A bank's profitability affects its long-term survivability. Earnings may be retained by the bank, boosting its capital buffer, or be used to deal with problematic loans, potentially making the bank better able to withstand economic trouble. Obviously, banks that are losing money have less ability to do those things.

Home Savings Bank beat the national average on Bankrate's earnings test, achieving a score of 16 out of a possible 30.

Return on equity, calculated by dividing net income (profit, basically) by the total amount of equity, is one important way to measure a bank's earnings. The most recent annualized quarterly return on equity for Home Savings Bank was 9.68 percent, above the national average of 8.10 percent.

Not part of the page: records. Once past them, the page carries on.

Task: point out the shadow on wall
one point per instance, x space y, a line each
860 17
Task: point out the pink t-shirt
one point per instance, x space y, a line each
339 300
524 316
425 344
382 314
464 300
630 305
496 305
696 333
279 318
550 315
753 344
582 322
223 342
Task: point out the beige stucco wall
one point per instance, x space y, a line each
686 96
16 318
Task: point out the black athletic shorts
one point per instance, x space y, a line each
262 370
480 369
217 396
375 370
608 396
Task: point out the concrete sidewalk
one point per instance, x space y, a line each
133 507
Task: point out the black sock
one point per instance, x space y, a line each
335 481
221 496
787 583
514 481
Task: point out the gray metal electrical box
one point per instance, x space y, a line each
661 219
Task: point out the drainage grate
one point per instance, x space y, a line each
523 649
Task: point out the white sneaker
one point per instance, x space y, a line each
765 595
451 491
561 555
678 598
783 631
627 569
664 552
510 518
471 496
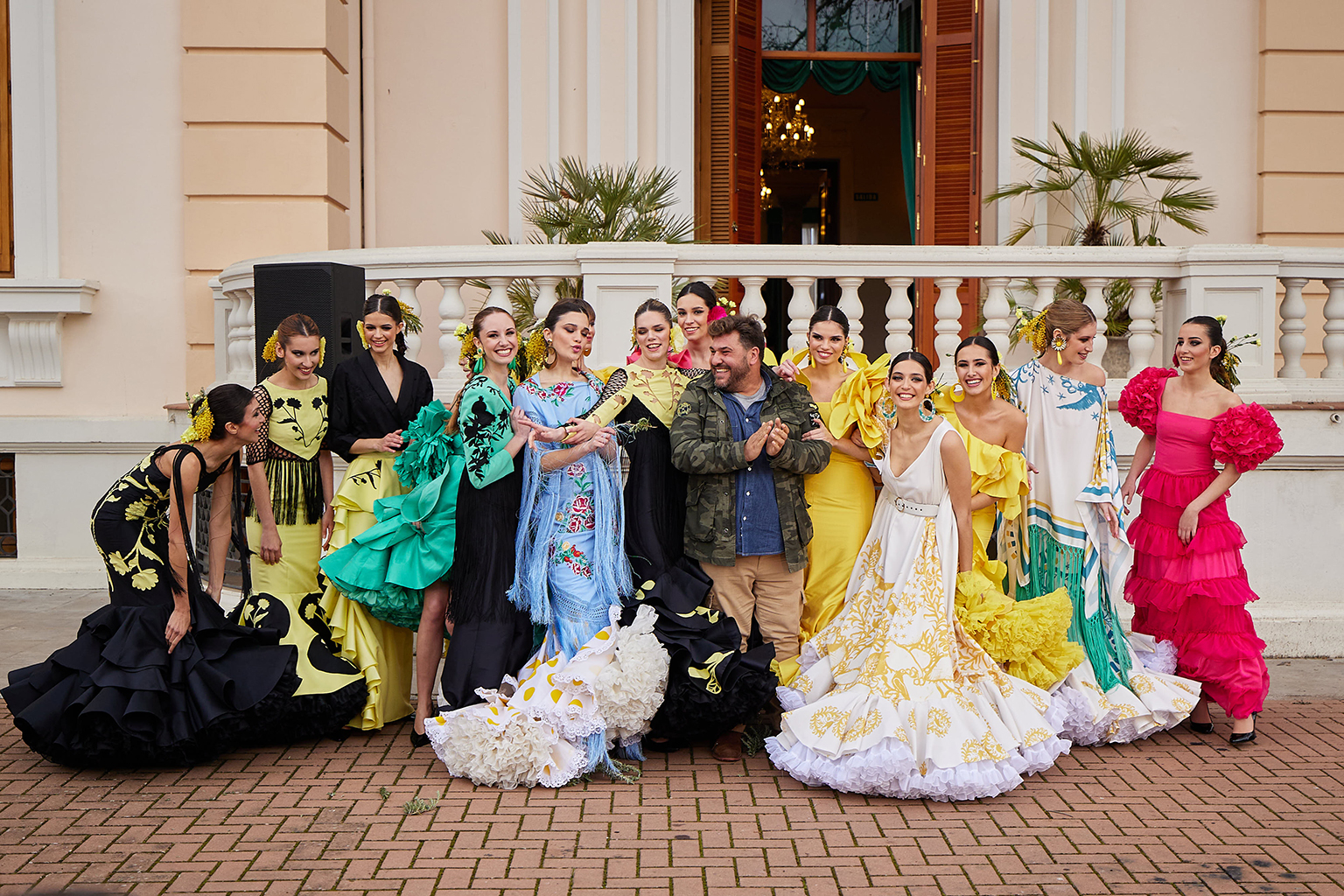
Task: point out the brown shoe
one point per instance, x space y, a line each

For the twelve months ended December 31, 2017, the bank earned net income of $21.3 million on total equity of $275.9 million. The bank reported an annualized return on average assets, or ROA, of 1.00 percent, right at the level deemed satisfactory in accordance with industry standards, and equal to the average for U.S. banks of 1.00 percent.

WHAT IS SAFE & SOUND?

Bankrate.com's Safe & Sound Ratings provide a star rating system to evaluate the current financial status of financial institutions. The information gathered about banks, credit unions and thrifts is updated as set forth in the Terms of Use of Safe & Sound Ratings and Reports. The Safe & Sound Ratings information is grouped by categories of banks, thrifts and credit unions.

Scoring methodology

Bankrate.com evaluates the financial condition of institutions and assigns a one- to five-star rating for each with five stars representing the highest rating. Institutions with satisfactory performance will generally receive a rating of three or more stars. The majority of institutions fall into the three- to four-star range. An institution with an "NR" rating may be too new to rate or may have limited the publicly available information in their regulatory filings. The "NR" is not an indication of financial strength or weakness. The Safe & Sound rating is believed to be reliable, but the information is not guaranteed. In addition, events since the information was collected may have altered the institution's financial condition.